それにより、場合によっては「これだけしてあげたのに」 という感情が生まれやすくなることもあります。しかし、子世代にとっては、「援助はありがたい。でも子育てをどうするかは別」という感覚です。

 

「孫を取られた」――栄子さんの言葉の裏にあるのは、支配欲だけではありません。

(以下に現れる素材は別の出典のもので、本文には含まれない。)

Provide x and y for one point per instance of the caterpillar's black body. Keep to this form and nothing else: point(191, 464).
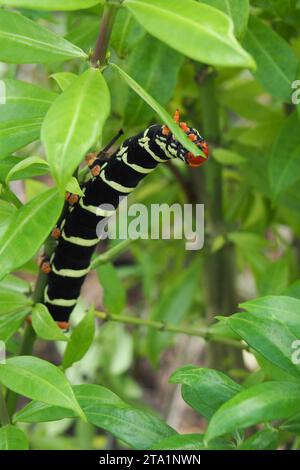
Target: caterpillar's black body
point(136, 158)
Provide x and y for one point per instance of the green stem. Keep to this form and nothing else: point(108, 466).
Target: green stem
point(111, 254)
point(161, 326)
point(4, 416)
point(11, 197)
point(106, 26)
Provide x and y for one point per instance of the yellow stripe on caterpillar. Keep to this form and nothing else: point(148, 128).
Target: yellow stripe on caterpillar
point(70, 272)
point(59, 302)
point(117, 186)
point(80, 241)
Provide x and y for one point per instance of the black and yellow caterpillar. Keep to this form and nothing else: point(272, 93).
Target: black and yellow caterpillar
point(76, 234)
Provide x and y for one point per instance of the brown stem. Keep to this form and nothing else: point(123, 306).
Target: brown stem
point(106, 26)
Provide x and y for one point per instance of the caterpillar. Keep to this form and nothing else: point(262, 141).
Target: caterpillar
point(76, 233)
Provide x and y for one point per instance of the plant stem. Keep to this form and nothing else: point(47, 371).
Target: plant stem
point(11, 197)
point(4, 416)
point(220, 266)
point(106, 26)
point(111, 254)
point(163, 327)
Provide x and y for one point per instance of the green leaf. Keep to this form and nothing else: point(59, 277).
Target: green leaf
point(23, 41)
point(24, 97)
point(205, 390)
point(263, 402)
point(126, 33)
point(37, 217)
point(114, 294)
point(74, 122)
point(11, 301)
point(63, 79)
point(166, 63)
point(267, 439)
point(189, 442)
point(15, 284)
point(7, 212)
point(228, 157)
point(292, 424)
point(165, 117)
point(285, 158)
point(13, 438)
point(181, 442)
point(237, 10)
point(138, 428)
point(44, 325)
point(187, 25)
point(38, 379)
point(269, 336)
point(17, 133)
point(11, 322)
point(172, 308)
point(280, 308)
point(27, 168)
point(52, 5)
point(80, 341)
point(276, 62)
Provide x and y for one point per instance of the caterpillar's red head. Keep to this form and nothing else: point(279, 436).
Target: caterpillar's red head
point(174, 146)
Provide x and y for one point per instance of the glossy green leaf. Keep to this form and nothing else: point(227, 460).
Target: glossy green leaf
point(276, 62)
point(17, 133)
point(12, 438)
point(28, 168)
point(15, 284)
point(292, 424)
point(37, 217)
point(52, 5)
point(80, 341)
point(11, 301)
point(138, 428)
point(165, 117)
point(38, 379)
point(269, 336)
point(205, 390)
point(186, 25)
point(284, 162)
point(237, 10)
point(44, 325)
point(23, 97)
point(181, 442)
point(190, 442)
point(11, 322)
point(166, 63)
point(172, 307)
point(281, 308)
point(263, 402)
point(23, 41)
point(114, 295)
point(126, 33)
point(228, 157)
point(63, 79)
point(267, 439)
point(7, 212)
point(74, 122)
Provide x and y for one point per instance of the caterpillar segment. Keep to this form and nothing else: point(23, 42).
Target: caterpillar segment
point(115, 178)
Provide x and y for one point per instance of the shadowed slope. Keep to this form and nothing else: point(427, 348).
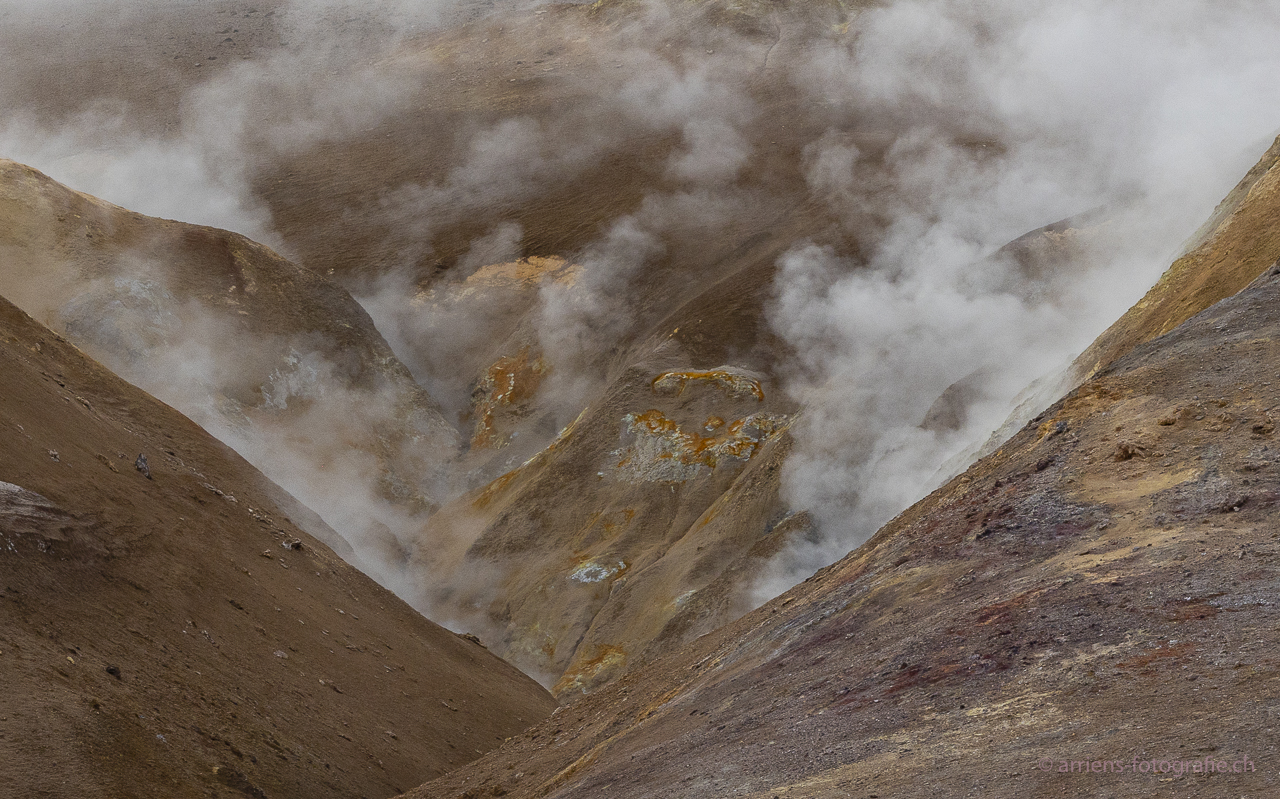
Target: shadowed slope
point(167, 630)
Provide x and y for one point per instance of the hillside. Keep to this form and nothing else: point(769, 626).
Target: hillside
point(1101, 589)
point(167, 628)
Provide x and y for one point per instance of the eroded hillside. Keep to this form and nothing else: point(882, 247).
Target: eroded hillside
point(169, 629)
point(1101, 589)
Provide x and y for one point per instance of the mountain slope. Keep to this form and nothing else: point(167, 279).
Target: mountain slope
point(273, 359)
point(168, 630)
point(1101, 589)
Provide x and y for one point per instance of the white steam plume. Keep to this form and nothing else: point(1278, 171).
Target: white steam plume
point(1009, 115)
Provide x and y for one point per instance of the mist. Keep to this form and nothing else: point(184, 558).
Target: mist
point(1011, 115)
point(919, 136)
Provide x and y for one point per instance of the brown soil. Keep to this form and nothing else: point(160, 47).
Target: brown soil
point(1101, 589)
point(179, 635)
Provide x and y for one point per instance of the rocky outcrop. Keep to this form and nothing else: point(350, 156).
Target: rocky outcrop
point(1098, 594)
point(275, 360)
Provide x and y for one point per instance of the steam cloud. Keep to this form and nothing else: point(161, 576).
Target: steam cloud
point(935, 132)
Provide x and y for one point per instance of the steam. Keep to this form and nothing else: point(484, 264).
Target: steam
point(927, 136)
point(1010, 115)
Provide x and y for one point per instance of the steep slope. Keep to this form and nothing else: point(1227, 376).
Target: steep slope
point(168, 630)
point(666, 482)
point(1224, 256)
point(1101, 590)
point(273, 359)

そこには、息子が“自分の家族”を持ち、離れていく現実。嫁側の実家が優先され、自分が「外側」の人間になる痛みがあるのです。

 

実際、近くに住み、日常的に子育てを支える側の祖父母のほうが、孫との接点は増えやすいものです。そのため、会う頻度や懐き方で愛情を測ろうとすると、どうしても苦しくなってしまいます。

 

息子夫婦には、息子夫婦の生活があります。その現実を受け入れたうえで、「来たときに安心できる場所でいる」「無理に張り合わない」。そんな距離感のほうが、結果として長く穏やかな関係につながっていくのでしょう。